Depthkit

Accessible Volumetric Video

2017 - Present

CTO, Head of Engineering, Software Architect, Graphics Engineer


Scatter's first product, Depthkit is an accessible creative software tool for volumetric filmmaking. Depthkit enables filmmakers and creators to capture full motion volumetric video for immersive media, visual effects and virtual production using just a laptop and a depth sensor. With thousands of users, Depthkit is the most widely used volumetric video solution.

I joined Scatter in 2017 and began working on a ground-up rewrite of Depthkit, with the aim of bringing accessible volumetric capture to market. In 2019 we launched our full-body, multi-sensor volumetric capture solution, Depthkit Studio, and have been iterating on it since. This project has presented me with countless technical challenges to overcome, and has helped me grow as an engineer, manager, and human.
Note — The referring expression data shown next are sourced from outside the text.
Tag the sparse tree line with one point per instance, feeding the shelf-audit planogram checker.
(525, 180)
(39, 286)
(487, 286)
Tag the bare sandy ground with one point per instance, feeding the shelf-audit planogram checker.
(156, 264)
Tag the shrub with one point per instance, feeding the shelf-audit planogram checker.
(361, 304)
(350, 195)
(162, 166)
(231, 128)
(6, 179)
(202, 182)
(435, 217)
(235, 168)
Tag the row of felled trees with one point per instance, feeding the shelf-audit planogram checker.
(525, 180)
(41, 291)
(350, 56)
High Performance & Efficiency


We wanted to keep Depthkit as affordable and accessible as possible, so our goal was to enable full-body volumetric capture using just a single consumer-grade PC as the host machine. Even with a sparse set of up to 10 sensors (some solutions use hundreds of cameras), volumetric capture involves a massive amount of data. Each sensor serves both a high resolution color stream and a depth image, streaming at 30 frames per second. To process and save all of this data in real-time, I developed a highly flexible and scalable heterogenous data-flow pipeline, which allows Depthkit to take advantage of all the available CPU and GPU computing power of a modern PC. Reusable pipeline stages allow us to scale the system depending on the number of connected sensors, as well as the number of CPU cores; this allows Depthkit to keep up with the demanding tasks of capture, processing, and exporting volumetric video data, all without the need to offload heavy tasks to the cloud. Indeed, some export formats can be processed several times faster than real-time, or even streamed live.
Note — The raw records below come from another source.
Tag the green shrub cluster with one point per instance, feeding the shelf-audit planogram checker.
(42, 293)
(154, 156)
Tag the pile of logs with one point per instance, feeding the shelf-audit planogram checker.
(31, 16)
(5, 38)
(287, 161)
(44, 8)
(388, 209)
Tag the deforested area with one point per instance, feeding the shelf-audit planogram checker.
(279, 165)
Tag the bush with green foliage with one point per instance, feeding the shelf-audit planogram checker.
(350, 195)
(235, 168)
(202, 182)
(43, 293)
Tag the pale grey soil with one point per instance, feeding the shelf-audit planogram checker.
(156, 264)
The design philosophy of Depthkit has been to bias toward real-time user feedback wherever possible, even when users might typically be used to waiting for results. For example, the desired results of volumetric capture is to reconstruct a 3D representation of the captured subject at video frame rates. When these hard technical problems are no longer in a user's way, the result is that it allows them to work with the tool rather than against it, and make creative decisions faster with fewer headaches. When things just work, the user does not even notice, and ideally never knows how technically hard it was to make the magic happen.

In other solutions, this may be done using an off-the-shelf 3D reconstruction algorithm which are often not optimized for speed (let alone real-time), and can take seconds or minutes to process a single frame. In comparison, the 3D reconstruction method I developed for Depthkit can extract and texture a highly detailed surface from a raw point cloud in milliseconds, allowing for instantaneous user feedback. For the curious (and the graphics nerds out there), this involves constructing, optimizing, and querying an octree, as well as triangulating, rasterizing and texturing the results, all in real-time.